Alcune parti tratte dal libro di Jean Bastaire Matrimonio: amore senza fine
La tirannia del piacere
Il godimento permesso dalla rimozione di una censura è amaro, perchè resta permissivo e, non lavato della sua vergogna, avendone solo girato la faccia, contemplato e mostrato il rovescio, non genera alcuna sanità del sesso, alcun rispetto dell’erotismo.
Eros ha bisogno di tempo per stabilizzarsi, fiorire… è una realtà troppo seria, troppo coinvolta nelle profondità umane e troppo ricca di avvenire per essere lasciata all’istantaneità.
Paolo ha delle espressioni molto forti per esprimere il possesso o piuttosto lo spossesso sensuale reciproco degli sposi. “La moglie non è padrona del proprio corpo, ma lo è il marito; allo stesso modo anche il marito non è padrone del proprio corpo, ma lo è la moglie” (1Cor 7,4).
L’erotismo non sfugge a una logica trinitaria… Un terzo è sempre presente quando l’unione è aperta e si realizza un vero scambio, quello dell’io contro l’altro. Né l’uno né l’altro esistono più. Un terzo sorge dai due o è chiamato alla loro comunione.
L’idolatria della passione
L’uomo e la donna che si abbandonano all’erotismo passionale cercano ciecamente Dio nell’altro membro della coppia. Sono sicuri di avercelo visto e pensano di trovarvelo. Ma lui non è dove essi hanno creduto di percepirlo. Un’illusione intollerabile lacera gli amanti. Essi sono torturati da una confusione folle che fa loro prendere per sorgente ciò che non è che riflesso. Non hanno torto nello scorgere uno splendore in un incontro che li metamorfosa e li illumina. Ma essi non sono né l’origine né la fine.
Per divenire sposi e consumare delle sane nozze, occorre che gli amanti non vivano più un rapporto idolatrico, che rinuncino a costruire questo gigantesco castello di nuvole i cui fascini menzogneri li smarriscono per confonderli infine in un comune disastro.
Nessuna creatura può essere la fonte o la destinazione di un assoluto qualsiasi. La verità del cuore esige che quest’ultimo confessi la sua totale incapacità a adempiere al ruolo dell’adoratore e dell’adorato.
(Gli sposi) non sono nulla quanto il Tutto non li abita, e si potrebbe dire che lo sono ancora di più quando li abita, perché allora è Lui che vive in loro, non loro stessi: “Non vivo più io, ma Cristo vive in me” (Gal 2,20).

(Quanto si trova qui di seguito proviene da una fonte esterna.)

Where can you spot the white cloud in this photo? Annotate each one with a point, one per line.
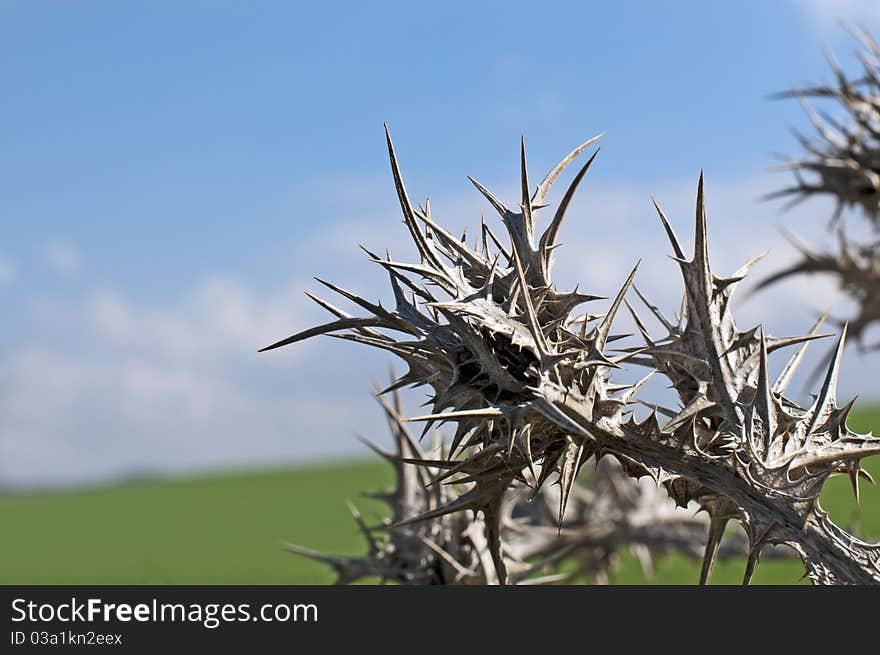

Nel dialogo fra gli amanti è Dio che dona Dio e riceve Dio, non loro stessi… Quest’ultimo li implica e li mobilita, ma per assicurare fra di loro la libera circolazione dell’amore.
La fedeltà del dono
Non è il prete a unire gli sposi come si potrebbe pensare, ma sono gli sposi stessi che, con l’espressione della loro volontà, prendono sacramentalmente possesso l’uno dell’altro e si donano sacramentalmente l’uno all’altro nello scambio del loro consenso.
L’amore è certo vulnerabile, ma ha sempre l’ultima parola.
La fedeltà è un atteggiamento consistente nell’aver fede in qualcosa o in qualcuno e nel tenervi fede.
Essere fedele è avere fede nel coniuge.
Non avendo il loro centro di gravità in se stesse, le nozze non costituiscono un circolo chiuso in cui ricondurre tutto agli sposi, ma fanno degli sposi una sorgente di gioia e di fecondità che si estende, per quanto in misura modesta, al resto del mondo.
La felicità degli sposi non ha senso se non quando accende quella dell’altro.
Le notti dell’anima esistono nell’unione coniugale come nell’unione mistica.
Le nozze che non sono crocifisse non sono promesse al loro compimento finale.
Le nozze varcano la morte che tuttavia non le cancella. Esse sono irrevocabili. Operatrici di eternità, raggiungono il loro esaudimento totale nell’eternità.
Le nozze creano una sola carne senza diminuire l’alterità delle persone.